Same logic for daily: to count uniques in December 15th we will get all requests for December 15th that have on X-analytics["WMF-Last-Access"] value an older date than December 15th. So the request on our example above will be counted. Those are uniques for December 15th.

Note that this method of counting assumes that requests come from real users that accept cookies, so we are assuming that if we set a cookie we are going to be able to retrieve it in a subsequent request. This is true only in the case of browser clients that accept cookies. While it is true that while counting we are only looking at traffic tagged as "user" in the cluster we have to be aware of bots that are not reported as such. In order to discount those requests we only count requests that have nocookie=0, meaning that those requests came to us with 'some' cookie set. We use the nocookie header on x-analytics as a "cheap" proxy to identify bots.

Nocookie

Per x-analytics documentation every request that comes in without cookies whatsoever is tagged with nocookie=1 These are requests that came without any cookies at all are either bots, users browsing with cookies off or users using an "incognito" mode. See: [BotResearch https://wikitech.wikimedia.org/wiki/Analytics/Unique_clients/Last_access_solution/BotResearch] , turns out that nocookie=1 is a cheap proxy to rule out a bunch of what might be bot traffic.

Nocookie Offset

Now, if possible we want to make sure that we count users that might be coming to wikipedia with a fresh session without cookies at all, the only true way to distinguish those requests from bots is to look at request ratio. Thus, we also count as uniques requests with nocookie=1 whose signature (or fingerprint) appears only once in a day or month. The signature is calculated with a hash of the hash(ip, user_agent, accept_language) per project. The idea behind this reasoning is that -if you are a real user- for the month and you did not refresh your browser session there is only one request you could do without cookies, the 1st one. Subsequent request will be sending the WMF-Last-Access cookie.

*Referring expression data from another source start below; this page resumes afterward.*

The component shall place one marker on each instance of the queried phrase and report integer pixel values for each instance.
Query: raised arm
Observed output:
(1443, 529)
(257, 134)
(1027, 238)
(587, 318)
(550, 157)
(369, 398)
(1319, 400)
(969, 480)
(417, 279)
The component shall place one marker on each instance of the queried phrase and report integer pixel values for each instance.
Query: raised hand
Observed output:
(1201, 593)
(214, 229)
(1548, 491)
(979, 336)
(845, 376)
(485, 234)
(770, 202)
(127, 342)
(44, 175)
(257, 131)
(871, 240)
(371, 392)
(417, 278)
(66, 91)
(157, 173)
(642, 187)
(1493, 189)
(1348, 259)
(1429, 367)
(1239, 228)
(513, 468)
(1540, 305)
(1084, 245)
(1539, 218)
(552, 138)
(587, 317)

We add this offset to the numbers that result from looking at WMF-Last-Access cookie.

Future work?

Deploy cookie on *.wikimedia.org to count "per project". Doable?


Developer docs

Meeting notes

2015-02-27

Attending: bbblack, otto, mforns, milimetric, nuria

Brandon thinks that it is not that complicated to do but likely it is best done by someone that knows VCL as at this time code structure and work is a total mess. The people that have done these changes before are himself, ori and faidon. Nuria is to provide a functional implementation that will be further improved through code review. Brandon thinks that if we start next week we should be able to have this on production in a month.

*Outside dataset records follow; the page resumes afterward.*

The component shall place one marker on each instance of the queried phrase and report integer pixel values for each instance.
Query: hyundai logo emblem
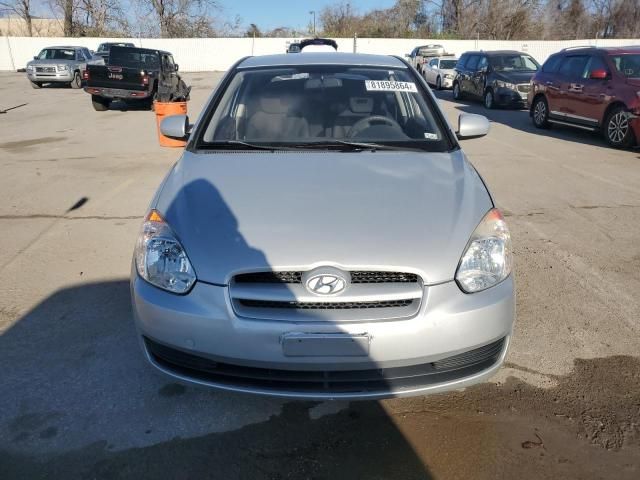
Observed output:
(326, 281)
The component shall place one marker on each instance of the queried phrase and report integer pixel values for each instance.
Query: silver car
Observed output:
(60, 65)
(324, 236)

Time functions on VCL: Very limited support, we normally end up writing C in place rather that adding (and compiling) other exception. Any manipulations we do with time will require some memoization so as not to harm performance. Otherwise we are left with using functions like 'now' and 'regexes'. Improvements for memoization to be suggested via CR.

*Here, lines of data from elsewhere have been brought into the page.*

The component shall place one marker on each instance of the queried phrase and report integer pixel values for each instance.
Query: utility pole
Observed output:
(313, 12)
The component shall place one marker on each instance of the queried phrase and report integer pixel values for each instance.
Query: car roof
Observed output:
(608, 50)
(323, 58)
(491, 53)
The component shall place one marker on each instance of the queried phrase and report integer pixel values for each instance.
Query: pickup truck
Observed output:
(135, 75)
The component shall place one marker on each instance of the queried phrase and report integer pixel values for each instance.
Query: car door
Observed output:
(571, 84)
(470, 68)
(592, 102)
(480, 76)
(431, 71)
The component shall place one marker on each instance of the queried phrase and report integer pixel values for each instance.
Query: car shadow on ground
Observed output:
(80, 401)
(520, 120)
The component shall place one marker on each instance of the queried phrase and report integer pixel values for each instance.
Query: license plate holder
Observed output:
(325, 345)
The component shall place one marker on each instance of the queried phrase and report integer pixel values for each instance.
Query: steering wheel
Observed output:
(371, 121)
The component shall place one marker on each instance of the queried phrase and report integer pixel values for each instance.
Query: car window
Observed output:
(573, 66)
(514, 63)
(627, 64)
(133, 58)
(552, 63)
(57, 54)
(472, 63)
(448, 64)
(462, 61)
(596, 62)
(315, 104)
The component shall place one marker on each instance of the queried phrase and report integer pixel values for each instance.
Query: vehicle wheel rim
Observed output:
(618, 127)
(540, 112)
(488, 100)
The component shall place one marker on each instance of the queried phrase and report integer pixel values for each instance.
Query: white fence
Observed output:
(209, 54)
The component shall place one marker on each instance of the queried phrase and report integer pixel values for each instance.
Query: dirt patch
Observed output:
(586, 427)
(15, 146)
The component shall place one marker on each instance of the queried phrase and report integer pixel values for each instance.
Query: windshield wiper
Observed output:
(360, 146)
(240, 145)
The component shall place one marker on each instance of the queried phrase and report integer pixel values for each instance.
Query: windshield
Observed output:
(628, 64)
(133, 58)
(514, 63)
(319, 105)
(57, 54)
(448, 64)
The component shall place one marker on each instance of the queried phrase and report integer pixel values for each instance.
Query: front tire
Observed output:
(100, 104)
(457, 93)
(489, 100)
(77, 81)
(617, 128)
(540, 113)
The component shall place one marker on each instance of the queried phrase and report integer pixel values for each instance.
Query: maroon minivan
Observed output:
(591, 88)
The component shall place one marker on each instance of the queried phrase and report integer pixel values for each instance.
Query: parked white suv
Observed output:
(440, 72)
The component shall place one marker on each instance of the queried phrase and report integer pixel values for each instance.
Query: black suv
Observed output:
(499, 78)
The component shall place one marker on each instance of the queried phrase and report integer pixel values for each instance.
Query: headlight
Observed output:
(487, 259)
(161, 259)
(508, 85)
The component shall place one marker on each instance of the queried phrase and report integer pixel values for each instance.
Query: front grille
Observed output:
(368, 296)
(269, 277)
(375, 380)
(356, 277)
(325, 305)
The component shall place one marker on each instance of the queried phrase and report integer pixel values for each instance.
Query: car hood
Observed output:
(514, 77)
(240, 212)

There is a Phabricator ticket : [1] to put in one place the code that is adding various parameters to x-Analytics header. A phabricator ticket was open in this regard by Yuri, we could benefit from his work when adding our counters to the x-Analytics header.

There is generic code in place to strip off cookies in order to do cache lookups.

2015-03-09

Attending: Aaron, Nuria

Discuss how to count daily uniques using a Last-Access year-month-day. This implies changes in the VCL logic, issuing a cookie for every request, and passing on the last-access date in the x-analytics header. This will need to be discussed and reviewed with Ops.